Os resultados mais afinados aos objetivos da pesquisa foram descritos no último tópico deste texto. Na escolha que os professores fazem do livro que vão utilizar na escola onde trabalham se manifestam os seus conhecimentos didático-pedagógicos. Nas entrevistas, os professores - que têm entre 5 e 30 anos de experiência na docência em filosofia - foram descrevendo como necessário para bem manusear um livro didático observar qual deles possui uma linguagem que seja a mais próxima de seu estudante.
Sobre esse aspecto da linguagem é difícil de encontrar um equilíbrio, porque um livro possui muitas linguagens. No que se refere à linguagem escrita, o problema toma proporções mais avolumadas, visto haver alunos no Ensino Médio com déficit de leitura notório e os textos de filosofia, mesmo didáticos, sempre conservarem traços de aridez conceitual, típicos do estudo filosófico. Um ponto positivo para superar esse déficit é a utilização, por parte dos professores, das demais linguagens, especialmente as pictográficas.
Depois os docentes realçaram que as atividades que o livro contém devem levar o aluno a pensar o seu contexto de vida, para que elas tenham sentido para eles. Elas devem, portanto, atravessar a realidade deles. Trata-se de uma observação simples, mas profunda. Parafraseando Marx, poderíamos afirmar que o entendimento sobre a vida determinará as consciências deles para agir nela. Ainda sobre os resultados da pesquisa, para os professores o livro didático tem uma função de coadjuvante no processo de ensino e aprendizagem, o que o torna muito importante em uma sala de aula, mas como um suporte. Ele, além de tudo, é, teoricamente, o material mais adequado para orientar uma aula, mas não o material suficiente.
Assim, quando necessário, o professor pode buscar outros meios que o ajudem a tratar do tema estudado. Isso tudo acaba revelando uma postura crítica e independente do professor ao modo como o livro aborda este ou aquele tema. Por outro lado, a função de coadjuvante parece ser demasiada em alguns momentos, visto que os professores entrevistados disseram que a reação ao livro costuma ser de resistência.
A pesquisa contribui no sentido de enfatizar, ao professor que deve escolher um livro, que há vários aspectos que devem ser considerados para uma escolha mais aperfeiçoada, além dos que se referem à organização dos conteúdos. São aspectos escolares, sociais, comunitários e etc. Quanto aos aspectos escolares, é comum ouvir de professores de filosofia que um ou outro livro não é bom, é inadequado, é falho, etc. É possível que alguns livros realmente deixem a desejar em alguns quesitos, mas o livro é sempre um livro que tem seus objetivos que podem ou não ser adequados ao modo de trabalho de uma escola.

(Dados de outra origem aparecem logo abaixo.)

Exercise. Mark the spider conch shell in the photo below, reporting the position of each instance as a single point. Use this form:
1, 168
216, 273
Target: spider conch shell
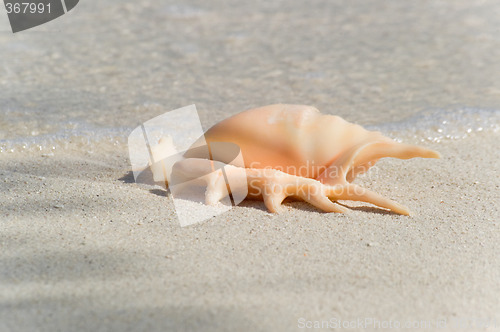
302, 150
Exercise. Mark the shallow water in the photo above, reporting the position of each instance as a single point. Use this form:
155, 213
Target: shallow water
419, 71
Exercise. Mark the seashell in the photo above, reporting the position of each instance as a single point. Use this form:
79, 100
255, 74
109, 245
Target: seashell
294, 150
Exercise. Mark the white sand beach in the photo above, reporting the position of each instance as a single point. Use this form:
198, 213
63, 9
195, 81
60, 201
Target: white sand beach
85, 248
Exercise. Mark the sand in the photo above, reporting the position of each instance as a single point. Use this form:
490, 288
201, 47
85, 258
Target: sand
85, 248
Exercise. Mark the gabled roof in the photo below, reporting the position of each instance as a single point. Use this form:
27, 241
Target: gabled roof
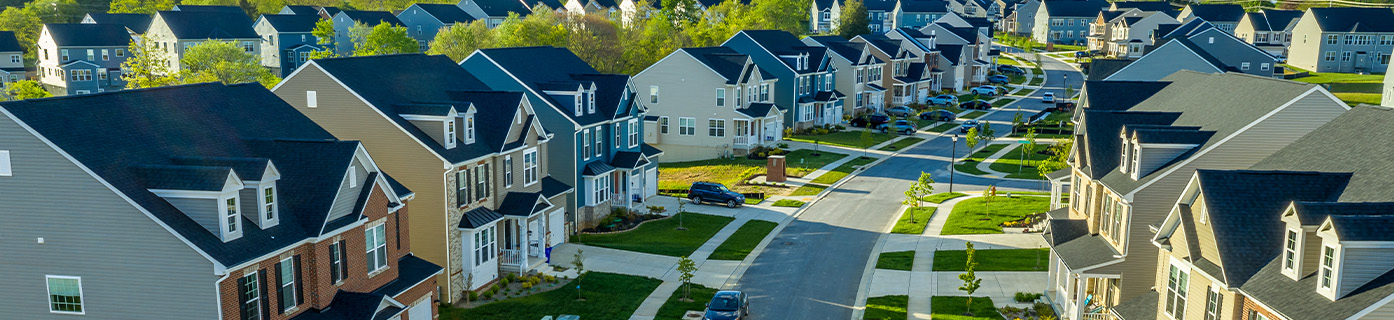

Quando reforçamos os aspectos comunitários e sociais, referimo-nos ao fato de que os professores indicaram que o linguajar de um livro tem de atingir o real, a vida concreta do estudante, ou seja, o material precisa ajudá-lo a pensar seus problemas mais imediatos.
O estudo pode contribuir, também, para investigações de outros pesquisadores, pois a temática abordada ainda é pouco explorada, pelo que pudemos notar em buscas pelos indexadores mais conhecidos no país. A pesquisa ainda se inscreve em um momento de transição do modo de se ensinar filosofia no Ensino Médio, devido às modificações da reforma de 2017. Além disso, e aqui terminamos, na disposição atual das coisas, a formação humana tem sido um aspecto da educação nacional coadjuvado. De modo que nós achamos, para usar uma expressão de Fernando de Azevedo, em uma batalha do humanismo.